L'histoire du soir
Lou
-Sophie, Sophie, tu me racontes une histoire?
La jeune fille s'assit délicatement sur le matelas, caressa la joue de sa petite-soeur qui ouvrait de grands yeux émerveillés, puis sourit. La chambre était plongée dans la pénombre, les poupées, illuminées par la faible lumière de la veilleuse en origami, souriaient diaboliquement.
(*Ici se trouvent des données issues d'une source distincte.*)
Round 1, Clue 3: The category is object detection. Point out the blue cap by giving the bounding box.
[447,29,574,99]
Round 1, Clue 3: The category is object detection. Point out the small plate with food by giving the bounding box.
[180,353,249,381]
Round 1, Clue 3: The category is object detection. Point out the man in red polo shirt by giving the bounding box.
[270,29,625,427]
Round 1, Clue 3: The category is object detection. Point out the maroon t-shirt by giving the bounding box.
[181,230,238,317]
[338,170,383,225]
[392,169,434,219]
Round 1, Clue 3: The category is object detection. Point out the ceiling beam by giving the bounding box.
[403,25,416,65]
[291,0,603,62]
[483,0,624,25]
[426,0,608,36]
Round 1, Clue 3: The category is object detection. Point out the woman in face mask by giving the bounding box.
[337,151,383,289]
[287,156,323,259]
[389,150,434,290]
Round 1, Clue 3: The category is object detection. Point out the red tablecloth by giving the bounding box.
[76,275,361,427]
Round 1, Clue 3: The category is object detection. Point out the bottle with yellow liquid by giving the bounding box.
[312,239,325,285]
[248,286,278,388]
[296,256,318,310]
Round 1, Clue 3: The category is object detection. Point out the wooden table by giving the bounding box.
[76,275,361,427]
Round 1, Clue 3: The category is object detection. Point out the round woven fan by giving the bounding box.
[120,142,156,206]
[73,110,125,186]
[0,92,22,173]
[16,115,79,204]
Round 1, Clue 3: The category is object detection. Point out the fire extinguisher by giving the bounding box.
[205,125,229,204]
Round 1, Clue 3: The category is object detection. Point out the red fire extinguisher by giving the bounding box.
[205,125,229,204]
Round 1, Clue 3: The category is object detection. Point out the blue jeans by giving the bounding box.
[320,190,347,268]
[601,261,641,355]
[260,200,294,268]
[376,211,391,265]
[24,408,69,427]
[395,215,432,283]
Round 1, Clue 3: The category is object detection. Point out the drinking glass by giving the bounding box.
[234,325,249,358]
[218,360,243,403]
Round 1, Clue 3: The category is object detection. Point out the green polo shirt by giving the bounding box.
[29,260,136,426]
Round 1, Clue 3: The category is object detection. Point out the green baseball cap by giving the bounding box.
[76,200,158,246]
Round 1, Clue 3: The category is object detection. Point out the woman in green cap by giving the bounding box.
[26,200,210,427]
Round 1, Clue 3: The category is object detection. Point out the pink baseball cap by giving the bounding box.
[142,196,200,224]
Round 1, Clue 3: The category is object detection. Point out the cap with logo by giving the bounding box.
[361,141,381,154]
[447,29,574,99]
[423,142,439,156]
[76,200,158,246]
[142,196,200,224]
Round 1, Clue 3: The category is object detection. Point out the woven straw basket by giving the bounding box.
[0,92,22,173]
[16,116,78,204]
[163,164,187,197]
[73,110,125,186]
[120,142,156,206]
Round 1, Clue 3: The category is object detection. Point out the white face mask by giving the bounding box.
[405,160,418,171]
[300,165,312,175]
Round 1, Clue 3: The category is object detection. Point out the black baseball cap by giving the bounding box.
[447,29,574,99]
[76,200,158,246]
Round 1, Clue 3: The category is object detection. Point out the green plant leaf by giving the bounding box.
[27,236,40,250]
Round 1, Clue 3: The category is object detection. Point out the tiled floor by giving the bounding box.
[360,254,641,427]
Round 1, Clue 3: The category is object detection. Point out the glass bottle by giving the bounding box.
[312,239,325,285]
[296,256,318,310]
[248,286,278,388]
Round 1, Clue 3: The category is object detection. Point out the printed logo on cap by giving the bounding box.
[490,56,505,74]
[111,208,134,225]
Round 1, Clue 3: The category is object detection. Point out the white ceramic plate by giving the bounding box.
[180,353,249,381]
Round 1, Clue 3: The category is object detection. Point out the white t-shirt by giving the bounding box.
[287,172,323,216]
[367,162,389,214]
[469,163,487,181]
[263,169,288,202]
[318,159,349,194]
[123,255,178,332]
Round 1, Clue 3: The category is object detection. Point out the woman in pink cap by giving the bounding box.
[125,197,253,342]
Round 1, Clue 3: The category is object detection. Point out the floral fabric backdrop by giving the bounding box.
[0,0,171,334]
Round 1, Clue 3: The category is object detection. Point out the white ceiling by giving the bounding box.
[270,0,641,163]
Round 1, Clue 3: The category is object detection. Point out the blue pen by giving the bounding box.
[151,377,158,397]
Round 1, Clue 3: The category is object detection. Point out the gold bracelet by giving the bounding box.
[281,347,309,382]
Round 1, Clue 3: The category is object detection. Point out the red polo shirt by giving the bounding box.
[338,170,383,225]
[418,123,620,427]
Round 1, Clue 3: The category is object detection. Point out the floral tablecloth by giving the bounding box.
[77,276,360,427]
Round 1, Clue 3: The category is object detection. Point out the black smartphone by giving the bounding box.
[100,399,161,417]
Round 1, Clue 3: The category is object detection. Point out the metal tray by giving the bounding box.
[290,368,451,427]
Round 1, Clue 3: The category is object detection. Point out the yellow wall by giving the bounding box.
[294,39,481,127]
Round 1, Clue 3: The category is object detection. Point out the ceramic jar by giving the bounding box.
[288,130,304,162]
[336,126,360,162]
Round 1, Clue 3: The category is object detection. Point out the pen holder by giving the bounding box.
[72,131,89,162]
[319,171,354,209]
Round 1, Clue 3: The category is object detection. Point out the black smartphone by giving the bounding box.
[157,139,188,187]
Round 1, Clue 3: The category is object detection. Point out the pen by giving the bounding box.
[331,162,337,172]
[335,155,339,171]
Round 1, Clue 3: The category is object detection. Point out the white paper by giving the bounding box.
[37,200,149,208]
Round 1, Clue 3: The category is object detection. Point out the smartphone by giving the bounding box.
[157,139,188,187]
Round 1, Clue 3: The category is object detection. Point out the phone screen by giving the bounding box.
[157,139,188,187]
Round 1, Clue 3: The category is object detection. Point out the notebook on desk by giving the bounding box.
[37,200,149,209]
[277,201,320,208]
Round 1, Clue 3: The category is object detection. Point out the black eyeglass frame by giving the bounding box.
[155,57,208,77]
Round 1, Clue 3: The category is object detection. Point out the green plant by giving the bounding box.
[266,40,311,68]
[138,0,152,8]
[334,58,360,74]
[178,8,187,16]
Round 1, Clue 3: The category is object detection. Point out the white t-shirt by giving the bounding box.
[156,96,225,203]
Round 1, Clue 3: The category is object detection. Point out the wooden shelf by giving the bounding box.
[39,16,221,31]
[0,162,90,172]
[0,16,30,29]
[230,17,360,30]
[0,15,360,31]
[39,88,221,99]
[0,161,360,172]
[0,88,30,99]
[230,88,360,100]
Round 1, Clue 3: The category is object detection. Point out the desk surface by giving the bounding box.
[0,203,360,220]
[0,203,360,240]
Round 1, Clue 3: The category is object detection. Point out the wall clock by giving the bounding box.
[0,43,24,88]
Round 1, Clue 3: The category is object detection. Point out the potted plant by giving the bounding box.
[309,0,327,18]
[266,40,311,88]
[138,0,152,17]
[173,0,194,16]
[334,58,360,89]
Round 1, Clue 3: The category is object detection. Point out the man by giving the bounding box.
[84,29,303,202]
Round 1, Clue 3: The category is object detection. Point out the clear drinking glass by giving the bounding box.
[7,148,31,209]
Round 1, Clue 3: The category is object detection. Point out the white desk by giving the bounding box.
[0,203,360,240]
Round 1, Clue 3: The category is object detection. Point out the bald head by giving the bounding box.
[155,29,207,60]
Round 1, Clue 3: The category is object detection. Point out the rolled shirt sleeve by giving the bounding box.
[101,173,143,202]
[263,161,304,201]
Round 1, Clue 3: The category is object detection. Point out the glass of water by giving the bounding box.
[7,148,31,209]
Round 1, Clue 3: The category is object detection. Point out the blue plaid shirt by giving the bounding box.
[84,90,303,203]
Des jouets parsemaient le sol, et les moteurs des voitures vrombissaient derrière les volets clos. On pouvait entendre le murmure des infos à la télé et les couverts qui s'entrechoquaient en bas. La ville s'endormait doucement, tranquillement.
-D'accord, murmura Sophie après s'être éclaircit la gorge.
Il était une fois, en Chine profonde, là où les cerisiers en fleurs balancent leurs branches au gré du vent, là où les carpes nagent dans l'eau glacé, là où les sentiers en pierre s'étirent jusqu'à l'horizon, deux dragons étaient amis. L'un, d'un magnifique vert émeraude, jouait avec le vent du nord. L'autre, d'un sublime bleu océan, s'amusait avec le vent du sud. Ils veillaient sur la terre. Un souffle de leur part provoquait des ouragans, un soupir, des tempêtes, un battement de cils, une brise agréable. Depuis toujours ils comblaient les habitants et s'entendaient à merveille. Mais un jour, le dragon du vent du nord voulut plus de puissance. Il frappa Tokyo avec une force inimaginable. Les tours se brisèrent, les ponts croulèrent. Devant cet acte inhumain, le dragon du vent du sud essaya de raisonner son ami qui ne voulut rien entendre. Il se mit dans une colère noire et un combat monstrueux débuta. Le ciel s'ouvraient, les éclairs zébraient le ciel, la terre tremblait. Rien ne semblait pouvoir les arrêter. Un jour, le dragon du vent du nord mis a terre son ancien ami et s'appréta à le tuer. Mais une petite fille s'interposa. Elle avait de longs cheveux noirs coiffés en deux tresses qui frappaient son dos avec vigueur, un teint de pêche, deux yeux en virgules, des joues roses comme de la barbe à papa, et une bouche minuscule qui s'ouvrit en grand quand elle commença à parler. Sa voix, aigüe, mielleuse, acidulée et douce à la fois, porta aux oreilles des majestueux dragons ces paroles.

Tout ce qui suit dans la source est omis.